Robata-yaki is a quick way to escalate your bill, with a single lamb chop priced at S$20 and Hokkaido scallop at S$24. We hedge our bets and pick a S$9 chicken thigh, the lamb chop and unagi at S$15. For a grand total of S$44 we get a mixed grill of decent chicken, sticky sweet eel and a gamey lamb chop left to marinade so long it borders on funky.

While we usually enjoy charcoal-grilled yellowtail cheek (S$36), this particular specimen must have been on a a low-fat diet. Combined with an extended time in the coals, picking out the moist bits from the dry is a tricky challenge.

On the other hand, we quite enjoy the wok hei we can discern from the wild mushroom fried rice (S$25). It makes good use of bouncy Japanese shortgrain rice that is coloured grey by the mushrooms but tastes better than it looks. It’s topped with large pieces of nicely grilled maitake and king oyster mushrooms, which are wasted because someone in the kitchen forgot to season them.

We wonder if someone also lost the salt shaker in the kitchen when our spicy tofu hotpot (one of the cheapest “mains” on the menu at S$25) arrives attractively bubbling and steaming but with neither spice nor seasoning.

We brace ourselves for dessert, although we’re won over by our earnest server’s recommendation of jumbo sesame profiterole (S$18) that’s packed with white sesame ice cream and drizzled with chocolate sauce.

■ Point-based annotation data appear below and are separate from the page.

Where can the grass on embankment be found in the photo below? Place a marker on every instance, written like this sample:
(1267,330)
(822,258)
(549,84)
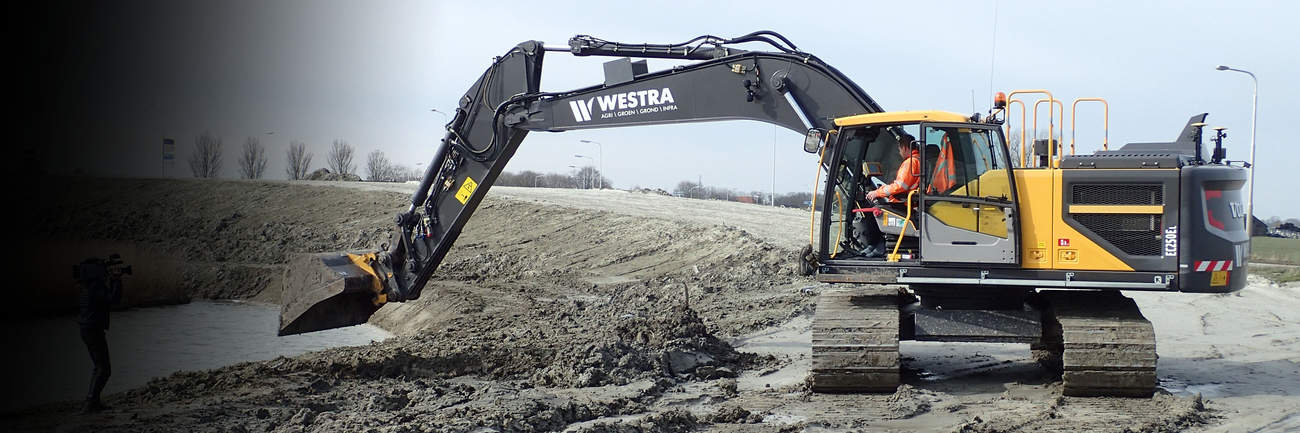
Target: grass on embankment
(1283,251)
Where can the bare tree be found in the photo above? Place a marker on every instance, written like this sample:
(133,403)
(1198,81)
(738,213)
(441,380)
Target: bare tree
(341,157)
(206,160)
(378,168)
(299,160)
(252,161)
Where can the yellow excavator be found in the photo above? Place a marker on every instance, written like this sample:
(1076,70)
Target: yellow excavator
(1028,243)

We know it would hurt him to know that the choux pastry tastes like chipboard ripped from a false ceiling, so when he asks, we merely nod and mumble “very nice”. We badly want to like it – we understand that they want exclusivity, but would it really hurt to just get a bulk order from Beard Papa?

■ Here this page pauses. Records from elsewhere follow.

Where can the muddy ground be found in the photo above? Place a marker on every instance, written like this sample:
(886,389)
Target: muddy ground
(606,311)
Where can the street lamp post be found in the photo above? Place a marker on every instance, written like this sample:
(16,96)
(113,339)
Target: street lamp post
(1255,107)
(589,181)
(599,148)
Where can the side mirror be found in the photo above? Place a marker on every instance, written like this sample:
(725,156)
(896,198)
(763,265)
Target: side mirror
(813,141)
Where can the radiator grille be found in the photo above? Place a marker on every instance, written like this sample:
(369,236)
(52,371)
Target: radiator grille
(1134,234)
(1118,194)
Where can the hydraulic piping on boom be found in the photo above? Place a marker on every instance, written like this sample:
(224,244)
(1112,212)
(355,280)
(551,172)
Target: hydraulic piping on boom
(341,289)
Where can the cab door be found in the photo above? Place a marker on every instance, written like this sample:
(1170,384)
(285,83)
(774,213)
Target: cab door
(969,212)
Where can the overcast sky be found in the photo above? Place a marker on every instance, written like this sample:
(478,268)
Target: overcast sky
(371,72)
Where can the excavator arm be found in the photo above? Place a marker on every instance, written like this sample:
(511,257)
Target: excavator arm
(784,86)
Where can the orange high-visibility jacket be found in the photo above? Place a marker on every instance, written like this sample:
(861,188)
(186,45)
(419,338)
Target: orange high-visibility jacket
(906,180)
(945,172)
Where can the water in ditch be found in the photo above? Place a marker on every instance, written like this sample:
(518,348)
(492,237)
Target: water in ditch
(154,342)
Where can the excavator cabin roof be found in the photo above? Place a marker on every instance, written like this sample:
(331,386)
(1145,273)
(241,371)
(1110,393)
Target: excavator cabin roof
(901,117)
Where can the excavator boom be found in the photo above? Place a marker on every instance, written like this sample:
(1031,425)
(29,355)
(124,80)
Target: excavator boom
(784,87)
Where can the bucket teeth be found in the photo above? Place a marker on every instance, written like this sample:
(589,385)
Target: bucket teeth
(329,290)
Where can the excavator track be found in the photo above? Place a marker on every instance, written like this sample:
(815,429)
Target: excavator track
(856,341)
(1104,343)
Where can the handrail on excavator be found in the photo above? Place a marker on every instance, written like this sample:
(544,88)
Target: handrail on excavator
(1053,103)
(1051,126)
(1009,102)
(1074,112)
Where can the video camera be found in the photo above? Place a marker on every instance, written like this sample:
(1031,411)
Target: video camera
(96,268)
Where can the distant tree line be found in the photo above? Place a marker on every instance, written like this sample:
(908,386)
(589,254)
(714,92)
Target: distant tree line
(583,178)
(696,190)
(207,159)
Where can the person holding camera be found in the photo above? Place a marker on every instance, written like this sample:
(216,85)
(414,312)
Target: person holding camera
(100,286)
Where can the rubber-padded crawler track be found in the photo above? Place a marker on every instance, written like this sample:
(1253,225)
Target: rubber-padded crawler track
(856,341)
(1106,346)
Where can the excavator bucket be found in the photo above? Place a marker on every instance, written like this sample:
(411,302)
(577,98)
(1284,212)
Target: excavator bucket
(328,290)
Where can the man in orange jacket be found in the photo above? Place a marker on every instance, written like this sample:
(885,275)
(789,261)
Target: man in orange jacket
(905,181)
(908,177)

In contrast, we’re bowled over by the Bonsai (S$17) – an achingly cute rendition of a potted plant with torn matcha sponge cake acting as the bonsai, with chocolate trunk and ice cream, and a super-realistic pot that’s actually edible. For some reason we become irrationally emotional at the dessert chef’s uncanny skill at replicating the exact shade of cheap plastic terracotta pots that the plants we buy at the nursery come in. We love it.

For this reason, we would give KOMA some time to get its food act together. It’s so rare in Singapore to have the kind of space to create such a visually entertaining dining theatre that we want to come back. Just make the food better, and maybe add some sound effects too.